Victims of Terrorism (Module 14, UNODC University Module series: Counter-Terrorism)

The series of Modules on Counter-Terrorism Education, developed within the Education for Justice (E4J) initiative, aim to provide a relevant and valuable resource for lecturers teaching courses on counter-terrorism in universities and academic institutions across the world. The Modules seek to enhance students’ understanding of terrorism, its implications and related issues by providing foundational knowledge on relevant international, regional and national instruments and approaches. To increase their effectiveness, the Modules aim to connect theory to practice, encourage critical thinking, and use innovative interactive teaching approaches such as experiential learning, case studies and group-based work. The Modules are multi-disciplinary and can be integrated in a series of courses ranging from law to international relations, sociology, anthropology, criminology and many other disciplines. Whilst the primary focus is on the United Nations instruments, the Modules leave room for diverse perspectives and lecturers can easily adapt them to different local and cultural contexts.

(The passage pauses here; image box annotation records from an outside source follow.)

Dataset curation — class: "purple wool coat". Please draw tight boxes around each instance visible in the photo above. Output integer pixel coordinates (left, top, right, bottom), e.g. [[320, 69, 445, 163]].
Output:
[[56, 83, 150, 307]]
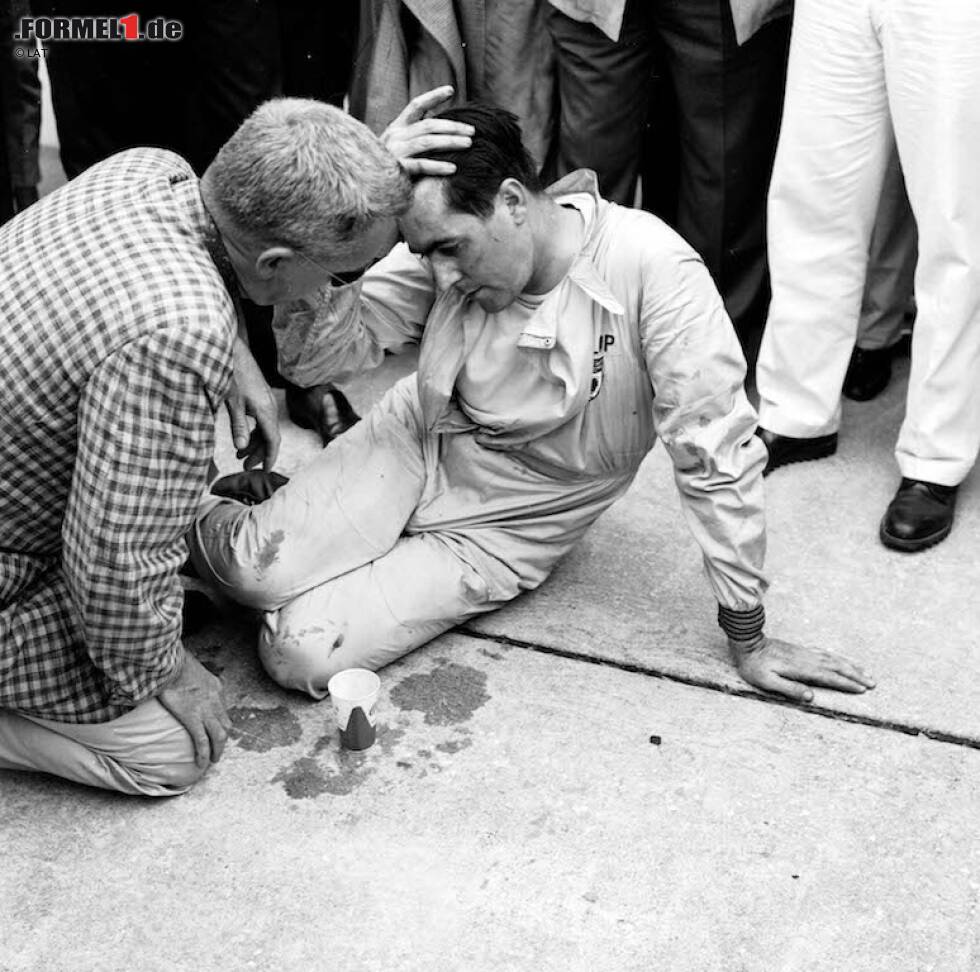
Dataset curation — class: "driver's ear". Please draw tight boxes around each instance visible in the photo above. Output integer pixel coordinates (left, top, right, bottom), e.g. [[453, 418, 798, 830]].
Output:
[[497, 179, 528, 225]]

Counter-Terrorism_module_overview_imageModule 14. Victims of Terrorism

One of the primary consequences of terrorism – indeed, normally a principal terrorist objective – is that there are victims. This can take several different forms, such as the loss of life, personal injury, damage to property, being taken hostage, sexual violence and so forth. Yet sometimes the needs or perspectives of victims are overlooked or afforded insufficient attention by the international community. This Module, therefore, examines such issues, drawing upon both legal and interdisciplinary perspectives in examining applicable frameworks, exploring the meaning of key concepts such as ‘victim’ and ‘justice’, and seeking to better understand the needs of victims of terrorism as well as common justice or support challenges faced by them.

Learning outcomes

Consider the meaning and importance of key concepts, especially of “victim”, “trauma”, and “justice” in the specific context of victims.

Explain the international, regional and national legal frameworks governing the rights of victims of terrorism.

Identify some of the principal challenges for victims seeking justice, including reparation and compensation.

Understand the interdisciplinary perspectives, namely of traumatology and victimology, that provide a basis for examining these issues from the perspective of victims.